When printing the value of a string with printf, use the %s placeholder in the format string. The printf function will print all the characters in the array argument until it encounters the '\0' character. Similarly, string library functions often either locate the end of a string by searching for the '\0' character or add a '\0' character to the end of any string that they modify.

Here’s an example program that uses strings and string library functions:

#include <stdio.h>
#include <string.h>   // include the C string library

int main(void) {
    char str1[10];
    char str2[10];
    int len;

    str1[0] = 'h';
    str1[1] = 'i';
    str1[2] = '\0';

    len = strlen(str1);

    printf("%s %d\n", str1, len);  // prints: hi 2

    strcpy(str2, str1);     // copies the contents of str1 to str2
    printf("%s\n", str2);   // prints:  hi

    strcpy(str2, "hello");  // copy the string "hello" to str2
    len = strlen(str2);
    printf("%s has %d chars\n", str2, len);   // prints: hello has 5 chars
}

The strlen function in the C string library returns the number of characters in its string argument. A string’s terminating null character doesn’t count as part of the string’s length, so the call to strlen(str1) returns 2 (the length of the string "hi"). The strcpy function copies one character at a time from a source string (the second parameter) to a destination string (the first parameter) until it reaches a null character in the source.

Note that most C string library functions expect the call to pass in a character array that has enough capacity for the function to perform its job. For example, you wouldn’t want to call strcpy with a destination string that isn’t large enough to contain the source; doing so will lead to undefined behavior in your program!

C string library functions also require that string values passed to them are correctly formed, with a terminating '\0' character. It’s up to you as the C programmer to ensure that you pass in valid strings for C library functions to manipulate. Thus, in the call to strcpy in the preceding example, if the source string (str1) was not initialized to have a terminating '\0' character, strcpy would continue beyond the end of the str1 array’s bounds, leading to undefined behavior that could cause it to crash.

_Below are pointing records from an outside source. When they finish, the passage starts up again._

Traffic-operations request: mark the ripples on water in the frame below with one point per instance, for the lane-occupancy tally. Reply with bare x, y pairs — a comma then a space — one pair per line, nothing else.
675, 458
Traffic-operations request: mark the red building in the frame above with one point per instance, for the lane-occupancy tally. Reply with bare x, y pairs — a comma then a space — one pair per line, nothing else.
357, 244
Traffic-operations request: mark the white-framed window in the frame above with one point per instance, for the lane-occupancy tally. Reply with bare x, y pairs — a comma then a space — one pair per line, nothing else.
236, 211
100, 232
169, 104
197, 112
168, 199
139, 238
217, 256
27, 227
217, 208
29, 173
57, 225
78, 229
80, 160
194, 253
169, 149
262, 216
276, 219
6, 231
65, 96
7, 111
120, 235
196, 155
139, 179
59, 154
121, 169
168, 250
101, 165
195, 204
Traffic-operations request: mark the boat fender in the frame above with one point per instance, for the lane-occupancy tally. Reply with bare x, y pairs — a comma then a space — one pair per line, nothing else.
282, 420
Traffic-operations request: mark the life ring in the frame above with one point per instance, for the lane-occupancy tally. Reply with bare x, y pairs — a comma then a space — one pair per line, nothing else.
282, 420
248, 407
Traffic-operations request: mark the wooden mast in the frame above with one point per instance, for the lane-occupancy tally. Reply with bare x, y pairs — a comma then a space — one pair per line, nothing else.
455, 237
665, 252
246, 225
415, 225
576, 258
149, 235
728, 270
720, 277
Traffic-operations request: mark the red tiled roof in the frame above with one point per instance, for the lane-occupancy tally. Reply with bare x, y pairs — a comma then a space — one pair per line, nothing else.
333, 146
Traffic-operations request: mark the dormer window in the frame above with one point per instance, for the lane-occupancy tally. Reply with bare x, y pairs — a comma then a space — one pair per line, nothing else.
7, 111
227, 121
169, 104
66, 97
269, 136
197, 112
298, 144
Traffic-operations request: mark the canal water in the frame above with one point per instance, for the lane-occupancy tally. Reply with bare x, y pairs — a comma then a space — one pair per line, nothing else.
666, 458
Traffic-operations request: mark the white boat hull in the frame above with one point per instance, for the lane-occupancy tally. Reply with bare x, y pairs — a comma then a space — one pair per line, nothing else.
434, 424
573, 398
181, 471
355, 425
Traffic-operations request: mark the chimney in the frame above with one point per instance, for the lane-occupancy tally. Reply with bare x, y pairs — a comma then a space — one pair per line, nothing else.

The previous example uses the strcpy function safely. In general, though, strcpy poses a security risk because it assumes that its destination is large enough to store the entire string, which may not always be the case (for example, if the string comes from user input).

We chose to show strcpy now to simplify the introduction to strings, but we illustrate safer alternatives in Section 2.6.

In Chapter 2, we discuss C strings and the C string library in more detail.